Advocating marriage for the avoidance of doubt in the event of requiring widows allowance/bereavement benefits is a nonsense. It’s a hammer to crack a nut. It would be v. easy to establish dependency just as is done for other financial payments. The reality is these payments are being squeezed and phased out so the government is disinclined to do so. Good luck to the lady with 4 kids pursuing her case. She should not be penalised for not being married.
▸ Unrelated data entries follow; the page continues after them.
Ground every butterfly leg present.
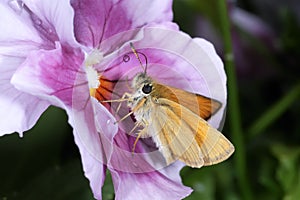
[132,121,148,154]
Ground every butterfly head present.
[132,73,153,96]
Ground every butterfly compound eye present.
[142,84,152,94]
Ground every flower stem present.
[249,83,300,137]
[217,0,253,200]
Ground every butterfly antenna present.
[130,42,148,73]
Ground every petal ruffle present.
[12,43,84,108]
[0,56,49,136]
[111,166,192,200]
[71,0,173,48]
[23,0,77,45]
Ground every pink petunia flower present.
[0,0,226,199]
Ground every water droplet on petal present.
[132,162,139,168]
[8,0,24,14]
[34,19,42,26]
[123,54,130,62]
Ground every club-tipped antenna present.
[130,42,148,73]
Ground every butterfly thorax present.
[128,73,158,125]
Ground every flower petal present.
[0,1,42,45]
[0,56,49,136]
[23,0,76,45]
[71,0,173,47]
[12,43,84,108]
[111,166,192,200]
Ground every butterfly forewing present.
[152,100,203,167]
[154,83,221,120]
[158,98,234,167]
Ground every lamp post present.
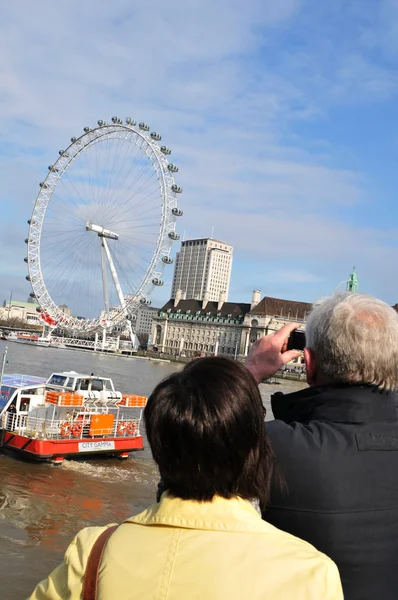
[7,292,12,321]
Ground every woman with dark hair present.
[31,358,343,600]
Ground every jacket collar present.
[127,492,270,532]
[271,385,397,423]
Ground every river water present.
[0,342,304,600]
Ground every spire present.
[346,267,358,293]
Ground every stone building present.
[171,238,233,302]
[0,300,43,325]
[135,306,159,336]
[151,291,250,356]
[151,290,311,357]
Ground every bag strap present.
[82,525,119,600]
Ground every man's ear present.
[304,348,318,385]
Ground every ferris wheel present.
[25,117,183,333]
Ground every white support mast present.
[101,238,109,319]
[86,221,138,349]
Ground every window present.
[48,375,66,387]
[91,379,104,392]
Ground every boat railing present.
[3,409,142,440]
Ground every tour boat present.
[7,332,50,348]
[0,371,147,464]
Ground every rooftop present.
[251,296,312,320]
[160,299,250,319]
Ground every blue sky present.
[0,0,398,304]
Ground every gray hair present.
[306,293,398,391]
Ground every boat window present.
[48,375,66,387]
[19,398,30,412]
[0,385,17,412]
[78,379,90,392]
[91,379,104,392]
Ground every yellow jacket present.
[30,493,343,600]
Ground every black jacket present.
[264,386,398,600]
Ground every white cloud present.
[0,0,397,310]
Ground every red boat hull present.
[2,431,144,462]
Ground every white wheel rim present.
[28,123,177,332]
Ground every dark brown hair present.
[144,357,274,510]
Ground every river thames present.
[0,342,305,600]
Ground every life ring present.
[61,423,72,437]
[127,421,137,435]
[72,423,83,437]
[117,421,127,435]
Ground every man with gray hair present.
[247,294,398,600]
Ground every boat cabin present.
[46,371,115,395]
[0,375,46,415]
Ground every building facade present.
[171,238,233,302]
[0,300,43,325]
[135,306,159,337]
[151,290,311,362]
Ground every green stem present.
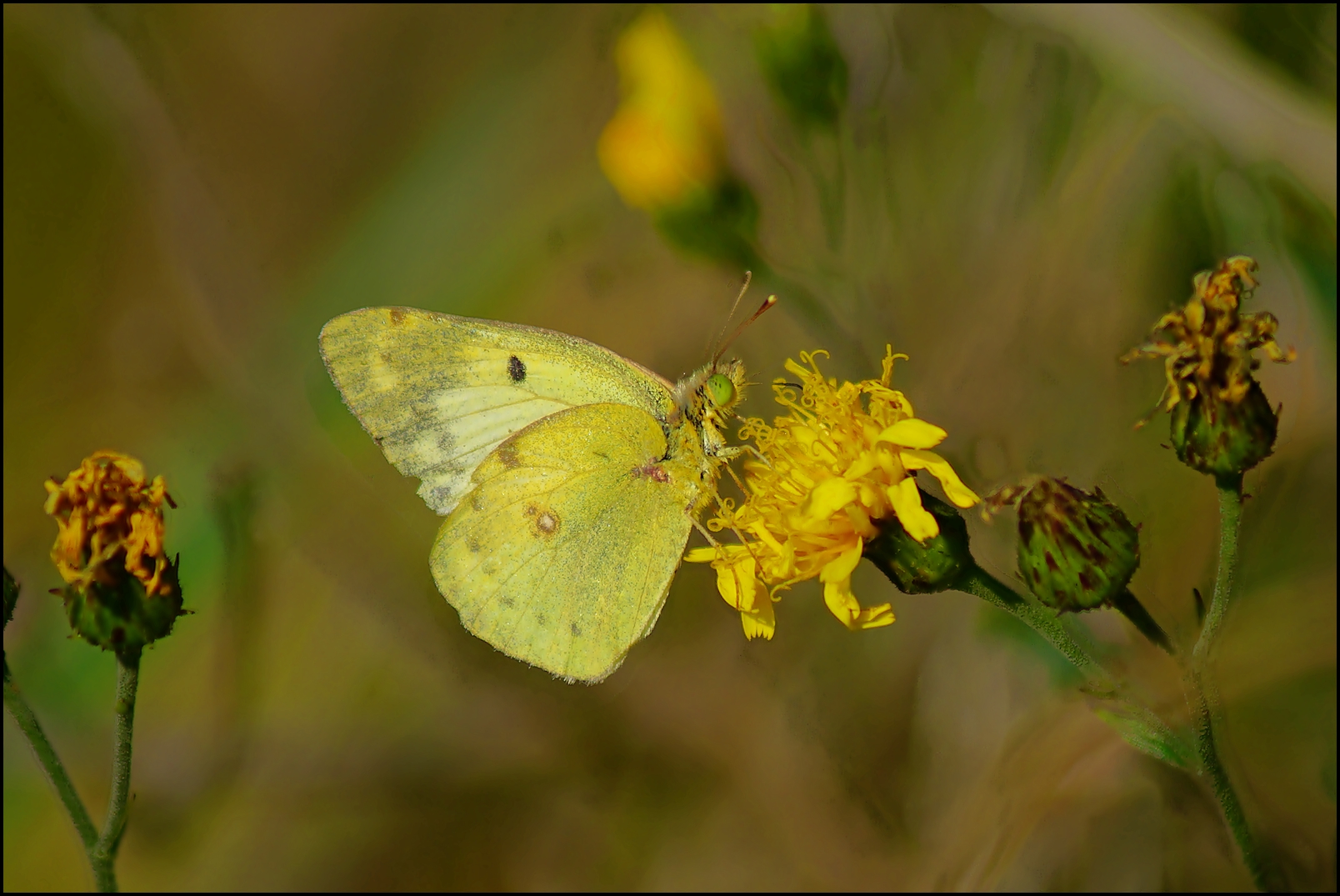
[88,649,139,893]
[1184,474,1283,891]
[954,563,1116,695]
[4,669,98,862]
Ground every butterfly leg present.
[689,514,721,548]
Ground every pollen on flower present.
[46,452,176,596]
[686,347,979,638]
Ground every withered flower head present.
[46,452,182,651]
[1122,256,1296,477]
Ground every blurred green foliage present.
[2,4,1336,889]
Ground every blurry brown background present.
[4,4,1336,889]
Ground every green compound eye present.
[708,373,736,407]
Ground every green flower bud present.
[1171,380,1278,478]
[864,488,972,594]
[754,4,847,130]
[1017,477,1140,612]
[55,557,187,655]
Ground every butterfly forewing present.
[320,308,674,514]
[432,403,702,682]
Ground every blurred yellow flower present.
[686,347,979,638]
[46,452,177,596]
[597,7,727,210]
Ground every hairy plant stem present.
[88,649,139,892]
[954,563,1118,695]
[4,669,98,857]
[1183,474,1283,891]
[4,651,139,893]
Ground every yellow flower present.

To say it’s her own fault for not getting married is missing the point.

BigPinkBall · 15/04/2018 22:50

Some of the reasons I’ve seen on this thread for why people are against marriage are pathetic, obviously you’re entitled to your own opinions, but really!

You won’t get married because some people get ‘given away’ by their father and that used to (in the past, when things were very different) literally mean the bride was being given from her father to her husband, because some people choose to have a religious element to their wedding (but you don’t have to, it’s personal choice), because your relationship has nothing to do with ‘the state’ (paranoid much?)

You don’t have to get married, and if you don’t want to that’s fine, but don’t whinge that you can’t the same rights and entitlements that you would if you were married when a registry office marriage is cheap, takes about 30 minutes and is accessible to all.

Bluelady · 15/04/2018 22:52

Well you've got two choices then. Get married and get the legal protection it confers or don't get married and do without that protection. And it is utterly and completely precious as far as I'm concerned.

Skinnyboneylittlepony · 15/04/2018 22:53

I know someone with parents with whom she is NC. The last thing she would want is for them to decide medical treatment, funeral cremation vs burial, organ donation in place of her dp. One of the reasons she got married, no property, no dc.

SJN71 · 15/04/2018 23:02

I guess its just a decision you have to make, whether you want to be protected or not. I do think that same sex couples should be able to take the civil union route - perhaps those people don’t care if you can’t end the CU because of adultery (I’m picking there are other reasons you can end it anyway?).

Just as a matter of interest to others, I’m an expat who lives in New Zealand. Over here we do have the “common law” relationship. It happens after you have been living together for three years. After that time everything is considered “relationship property” unless you sign a legal document to say otherwise. We don’t have inheritance tax in NZ.

This way of doing things usually works because we also have Family Trusts as part of our law, which means that if, for example, you have built up assets yourself and then you enter into a relationship you can have put those assets (i.e house) into a family trust which is the protected from your partner (even if they then turn into your wife) if you split up. You name your “beneficiaries” in the Trust and it only applies to them eg you say “current spouse”. THis protects your children down the line if you split. If you don’t have a Trust and you don’t have a Property Relationship Agreement then you are screwed if you split wiht someone who came into the relationship with nothing.

However I do believe that this way of doing things does have an effect on family life over here. I personally don’t believe it encourages marriage or long term commitment. When I came over here (16 years ago) I couldn’t believe how many people had multiple children to multiple fathers or vice verse (my neighbour for example is father to five children from three different women). It seems to happen way more than in the UK.

Sarahrellyboo1987 · 15/04/2018 23:02

Marriage is an anticrated ritual based on the division of property in death. Society evolves and so should the laws.